See the hark for details
Direct Bucket Access
These data can currently be accessed by using the HEASARC or LAMBDA web tools to browse the archive and retrieve a list of observations or files to download, or by doing the same with one of our APIs. (See our archive pages for the HEASARC options or the LAMBDA data portal.) If the given tool does not return cloud URIs, they can be inferred from the on premises URL. Simply replace the beginning of the traditional access URL with the AWS S3 bucket address. For example, a Chandra image located at
https://heasarc.gsfc.nasa.gov/FTP/chandra/data/byobsid/5/4475/primary/acisf04475N004_full_img2.fits.gzcan also be found in the "nasa-heasarc" bucket at
s3://nasa-heasarc/chandra/data/byobsid/5/4475/primary/acisf04475N004_full_img2.fits.gzor
https://nasa-heasarc.s3.amazonaws.com/chandra/data/byobsid/5/4475/primary/acisf04475N004_full_img2.fits.gz
For LAMBDA data, similar URLs can be turned into URIs using the bucket name "nasa-lambda". Note that for WMAP, there is one small change to the path from "map" to "wmap" to clarify that it's the mission name. I.e.,
https://lambda.gsfc.nasa.gov/data/map/dr5/skymaps/9yr/smoothed/wmap_band_smth_iqumap_r9_9yr_K_v5.fits
can also be found at
s3://nasa-lambda/wmap/dr5/skymaps/9yr/smoothed/wmap_band_smth_iqumap_r9_9yr_K_v5.fits
or
https://nasa-lambda.s3.amazonaws.com/wmap/dr5/skymaps/9yr/smoothed/wmap_band_smth_iqumap_r9_9yr_K_v5.fits
For bulk data access, e.g. to download a directory and its contents, you will need to use the AWS CLI. For example, to list the contents of a directory on AWS:
aws s3 ls s3://nasa-heasarc/swift/data/obs/ --no-sign-request
aws s3 cp --recursive --no-sign-request s3://nasa-heasarc/swift/data/obs/2025_03/00014197056/ my_local_directory/00014197056
Thanks to Amazon's Open Data project, these data are free to access from anywhere, not subject to cloud data egress costs.

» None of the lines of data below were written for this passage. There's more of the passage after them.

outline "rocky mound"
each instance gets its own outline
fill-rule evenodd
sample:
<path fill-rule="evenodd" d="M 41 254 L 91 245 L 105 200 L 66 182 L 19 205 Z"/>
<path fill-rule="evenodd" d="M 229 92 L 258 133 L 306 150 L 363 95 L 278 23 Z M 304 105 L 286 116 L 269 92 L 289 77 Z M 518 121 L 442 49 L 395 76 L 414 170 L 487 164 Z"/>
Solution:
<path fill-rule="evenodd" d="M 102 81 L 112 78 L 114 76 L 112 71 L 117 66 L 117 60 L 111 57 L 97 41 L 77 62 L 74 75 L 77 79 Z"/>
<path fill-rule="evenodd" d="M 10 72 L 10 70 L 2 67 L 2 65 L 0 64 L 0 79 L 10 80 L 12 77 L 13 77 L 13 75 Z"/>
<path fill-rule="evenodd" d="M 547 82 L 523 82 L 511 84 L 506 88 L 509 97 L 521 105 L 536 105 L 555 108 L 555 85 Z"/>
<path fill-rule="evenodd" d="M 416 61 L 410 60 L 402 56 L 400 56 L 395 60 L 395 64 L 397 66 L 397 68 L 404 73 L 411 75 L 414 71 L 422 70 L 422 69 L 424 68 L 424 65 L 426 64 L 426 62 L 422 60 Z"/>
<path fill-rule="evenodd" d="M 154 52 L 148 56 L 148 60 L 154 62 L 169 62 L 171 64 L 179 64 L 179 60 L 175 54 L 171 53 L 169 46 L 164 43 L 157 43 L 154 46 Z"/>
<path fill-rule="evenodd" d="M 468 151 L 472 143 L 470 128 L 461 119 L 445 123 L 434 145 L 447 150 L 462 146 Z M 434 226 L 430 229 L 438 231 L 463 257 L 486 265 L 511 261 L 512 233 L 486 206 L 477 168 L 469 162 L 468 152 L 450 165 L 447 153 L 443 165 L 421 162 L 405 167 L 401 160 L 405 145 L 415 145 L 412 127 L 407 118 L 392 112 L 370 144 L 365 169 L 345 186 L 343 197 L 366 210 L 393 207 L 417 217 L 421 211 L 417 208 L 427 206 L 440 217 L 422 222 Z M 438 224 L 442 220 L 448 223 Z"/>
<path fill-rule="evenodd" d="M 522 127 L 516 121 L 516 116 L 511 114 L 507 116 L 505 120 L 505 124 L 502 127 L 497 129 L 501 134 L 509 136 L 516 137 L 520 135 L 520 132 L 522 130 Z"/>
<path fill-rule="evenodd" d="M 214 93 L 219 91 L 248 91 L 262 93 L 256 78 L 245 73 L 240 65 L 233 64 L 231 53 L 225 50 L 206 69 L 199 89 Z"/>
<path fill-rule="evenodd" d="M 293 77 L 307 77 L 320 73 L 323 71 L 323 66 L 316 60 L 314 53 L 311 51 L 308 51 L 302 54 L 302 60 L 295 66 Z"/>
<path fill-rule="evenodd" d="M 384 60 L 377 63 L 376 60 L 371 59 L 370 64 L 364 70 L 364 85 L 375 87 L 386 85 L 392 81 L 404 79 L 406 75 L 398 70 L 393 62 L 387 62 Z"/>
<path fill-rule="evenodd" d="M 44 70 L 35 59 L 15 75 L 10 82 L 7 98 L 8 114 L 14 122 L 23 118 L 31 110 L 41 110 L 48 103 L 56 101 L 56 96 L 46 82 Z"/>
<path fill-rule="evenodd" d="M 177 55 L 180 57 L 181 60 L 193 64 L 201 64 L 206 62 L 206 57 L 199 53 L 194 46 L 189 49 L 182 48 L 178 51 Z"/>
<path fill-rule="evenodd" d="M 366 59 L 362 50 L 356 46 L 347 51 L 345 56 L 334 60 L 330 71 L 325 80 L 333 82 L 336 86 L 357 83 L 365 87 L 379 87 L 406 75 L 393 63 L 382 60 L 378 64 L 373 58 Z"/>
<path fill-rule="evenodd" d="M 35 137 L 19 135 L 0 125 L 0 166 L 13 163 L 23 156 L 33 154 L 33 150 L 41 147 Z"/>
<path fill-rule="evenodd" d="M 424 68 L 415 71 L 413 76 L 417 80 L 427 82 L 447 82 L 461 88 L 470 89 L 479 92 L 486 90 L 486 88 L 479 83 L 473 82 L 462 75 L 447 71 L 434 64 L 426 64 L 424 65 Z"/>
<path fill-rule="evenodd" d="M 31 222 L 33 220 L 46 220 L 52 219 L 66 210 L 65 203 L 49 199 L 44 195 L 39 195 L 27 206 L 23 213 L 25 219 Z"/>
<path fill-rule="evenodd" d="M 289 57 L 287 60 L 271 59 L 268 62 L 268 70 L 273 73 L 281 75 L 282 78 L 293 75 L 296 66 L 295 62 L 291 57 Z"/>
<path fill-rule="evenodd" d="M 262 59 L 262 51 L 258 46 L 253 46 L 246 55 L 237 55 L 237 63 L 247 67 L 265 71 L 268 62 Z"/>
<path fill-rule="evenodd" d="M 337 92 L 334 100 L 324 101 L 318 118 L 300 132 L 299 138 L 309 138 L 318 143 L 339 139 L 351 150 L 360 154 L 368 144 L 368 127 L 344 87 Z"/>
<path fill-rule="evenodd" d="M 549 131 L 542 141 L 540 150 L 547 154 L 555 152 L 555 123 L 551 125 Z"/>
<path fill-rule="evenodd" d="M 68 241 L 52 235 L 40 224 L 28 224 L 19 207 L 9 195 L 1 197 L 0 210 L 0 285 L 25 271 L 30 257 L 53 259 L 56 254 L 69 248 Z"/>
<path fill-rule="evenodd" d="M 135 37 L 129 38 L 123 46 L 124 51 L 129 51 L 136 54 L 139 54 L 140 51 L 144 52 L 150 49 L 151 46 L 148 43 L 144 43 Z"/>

As described on HEASARC's data policy web page, these data are available freely for your use.
Datasets
Data are synchronized on a weekly basis. Please let us know if you would benefit from a higher cadence of a particular dataset. Currently, we also trigger a sync for a fermi/data/gbm/triggers/ directory as soon as the data come in for close to real-time access. The datasets currently available include:
- High-energy astrophysics datasets
- Ariel5
- ASCA
- BBXRT
- BeppoSAX
- Caldb
- Chandra
- Compton
- Copernicus
- COS-B
- DXS
- EXOSAT
- Fermi (lat/weekly/{photon,spacecraft,1s_spacecraft,extended,diffuse} and gbm/{triggers,bursts}/)
- Ginga
- HaloSat
- HEAO-1
- Hitomi
- IXPE
- Nicer
- NuSTAR
- OSO-8
- ROSAT
- SAS-2
- SRT-eRosita
- Suzaku
- Swift
- VELA 5B
- WASS
- XQC
- Rossi XTE
- XMM-Newton
- CMB datasets
- WMAP
- COBE
Please also see the HEASARC and LAMBDA entries in the AWS Open Data Registry.
Caveats
Some selection of datasets has been made to avoid putting into the cloud data that we don't believe will
be useful to access this way, such as older mission data in non-standard file formats. We will also keep
the nasa-heasarc bucket in sync with the on-prem archive on a best efforts basis for the
ongoing missions. Therefore the most recent data products may only be available from the HEASARC on-prem
archive for a few days until the next sync.